Adelaide have appointed a well-travelled AFL expert who is a regarded as a master tactician.

Sound familiar?

A year after appointing renowned football strategist Phil Walsh as their head coach, the Crows have followed the same script with Don Pyke.

A 46-year-old who was born in the United States, Pyke is Adelaide’s 10th coach since the club entered the AFL in 1991.

He’s the sixth man named to coach the Crows in the past five years – since 2011, Neil Craig, Mark Bickley (interim), Brenton Sanderson, Walsh and Scott Camporeale (interim) have led the club.

Pyke replaces Walsh, who was allegedly murdered by his son last July, as the club’s fulltime head coach.

And Pyke’s appointment follows the template favoured by Adelaide powerbroker, football director and club great Mark Ricciuto.

A smart `footy brain’. An experienced, long-time assistant coach. A bloke who had an esteemed playing career. And a man captivated by the science and tactics of football.

Pyke is the son of Judy and Frank Pyke – who himself has an impressive sporting curriculum vitae and is recalled as the man who saved the cricket career of Australia’s legendary fast bowler Dennis Lillee, after helping rehabilitate the paceman from back stress fractures.

Frank played 130 WAFL games and was a brilliant player – he was runner-up in WA’s Sandover medal and played for his state.

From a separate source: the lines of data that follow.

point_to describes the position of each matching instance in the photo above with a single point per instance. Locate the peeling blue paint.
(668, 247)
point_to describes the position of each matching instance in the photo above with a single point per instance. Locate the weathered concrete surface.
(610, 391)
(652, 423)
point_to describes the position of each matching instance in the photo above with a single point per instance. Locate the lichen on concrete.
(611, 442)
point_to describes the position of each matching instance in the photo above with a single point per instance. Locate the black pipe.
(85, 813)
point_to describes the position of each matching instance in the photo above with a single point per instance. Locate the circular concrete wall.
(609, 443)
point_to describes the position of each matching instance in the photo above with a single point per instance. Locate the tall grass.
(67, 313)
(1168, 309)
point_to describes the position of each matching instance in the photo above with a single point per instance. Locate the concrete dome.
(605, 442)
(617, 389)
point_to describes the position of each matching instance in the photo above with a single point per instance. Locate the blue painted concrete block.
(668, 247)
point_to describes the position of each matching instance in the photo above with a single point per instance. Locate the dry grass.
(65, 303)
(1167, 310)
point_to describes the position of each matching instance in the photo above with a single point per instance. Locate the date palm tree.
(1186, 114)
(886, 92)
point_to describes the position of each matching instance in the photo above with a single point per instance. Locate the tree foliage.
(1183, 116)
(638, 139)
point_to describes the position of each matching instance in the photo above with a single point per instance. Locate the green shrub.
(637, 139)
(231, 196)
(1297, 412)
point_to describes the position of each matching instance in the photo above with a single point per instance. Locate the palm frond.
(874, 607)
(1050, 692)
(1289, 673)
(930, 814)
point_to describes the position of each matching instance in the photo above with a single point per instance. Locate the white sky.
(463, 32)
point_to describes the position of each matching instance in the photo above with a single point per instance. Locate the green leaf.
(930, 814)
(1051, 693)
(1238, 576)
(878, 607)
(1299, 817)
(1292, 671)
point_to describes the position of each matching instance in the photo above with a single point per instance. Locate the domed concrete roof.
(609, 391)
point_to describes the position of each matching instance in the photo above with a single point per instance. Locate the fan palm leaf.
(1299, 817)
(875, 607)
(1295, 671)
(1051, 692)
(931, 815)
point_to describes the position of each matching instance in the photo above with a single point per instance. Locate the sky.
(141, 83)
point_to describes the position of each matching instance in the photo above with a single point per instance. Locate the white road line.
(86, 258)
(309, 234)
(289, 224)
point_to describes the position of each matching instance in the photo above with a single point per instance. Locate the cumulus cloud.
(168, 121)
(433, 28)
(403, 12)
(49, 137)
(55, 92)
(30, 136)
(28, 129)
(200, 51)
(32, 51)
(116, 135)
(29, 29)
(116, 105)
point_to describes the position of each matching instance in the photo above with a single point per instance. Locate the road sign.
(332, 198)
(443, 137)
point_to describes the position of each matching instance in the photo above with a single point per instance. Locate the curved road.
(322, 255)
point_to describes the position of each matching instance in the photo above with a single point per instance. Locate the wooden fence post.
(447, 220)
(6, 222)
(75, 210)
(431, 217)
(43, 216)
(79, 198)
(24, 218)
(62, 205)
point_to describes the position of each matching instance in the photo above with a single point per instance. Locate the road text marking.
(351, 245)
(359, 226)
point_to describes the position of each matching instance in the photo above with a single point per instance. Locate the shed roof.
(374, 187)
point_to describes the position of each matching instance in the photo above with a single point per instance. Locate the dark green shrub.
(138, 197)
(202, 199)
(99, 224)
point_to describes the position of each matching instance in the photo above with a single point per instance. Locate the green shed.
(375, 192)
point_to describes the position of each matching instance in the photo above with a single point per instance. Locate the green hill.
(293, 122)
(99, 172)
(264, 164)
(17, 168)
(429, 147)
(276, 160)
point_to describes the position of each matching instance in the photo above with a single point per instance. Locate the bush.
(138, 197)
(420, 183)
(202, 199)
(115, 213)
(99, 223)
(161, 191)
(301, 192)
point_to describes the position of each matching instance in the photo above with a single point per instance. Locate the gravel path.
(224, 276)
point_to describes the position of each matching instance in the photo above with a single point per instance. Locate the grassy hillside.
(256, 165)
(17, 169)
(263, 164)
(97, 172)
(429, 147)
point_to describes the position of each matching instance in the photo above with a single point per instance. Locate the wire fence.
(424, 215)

He left to study in the United States in 1966 and graduated with a PhD in exercise physiology and human performance – later becoming a sport science teacher in a career which also included being the Victorian Institute of Sport’s inaugural executive director.

In 1968, Don Pyke was born in Bloomington, Illinois. Six years later the family returned to Perth, then Canberra where the youngster played Australian Rules and cricket for the territory.

In 1987, Pyke was signed by WAFL club Claremont. A year later, West Coast signed him as a pre-draft selection.

A classy midfielder, Pyke played in the Eagles’ 1992 and 1994 premiership sides and shared the club’s 1993 best and fairest award with Glen Jakovich.

He played 132 games until retiring at the end of the 1996 season and would later be named in West Coast’s team of the decade, and separately be given life membership.

After retiring, Pyke became the Eagles runner for two years before coaching Claremont in 1999 and 2000.

He then returned to West Coast as a director, chairing the club’s football affairs committee until 2004.

Pyke joined the Crows in 2005 as an assistant coach to Craig before returning to WA in 2007 for business reasons – he held a commerce degree and had worked as a senior accountant and financial controller, and was a founding partner in a private oil and gas company, among other roles.

But football again came calling and, in October 2013, Pyke was lured back to the Eagles under their new head coach Adam Simpson.

Tasked with `strategy, stoppages and structure’, Pyke’s nous and astute plotting helped take the Eagles into this year’s grand final, where they eventually came up well short against a rampant Hawthorn outfit.

During West Coast’s finals campaign, the jungle drums were already beating in Adelaide: he was the man the Crows wanted as their next senior coach.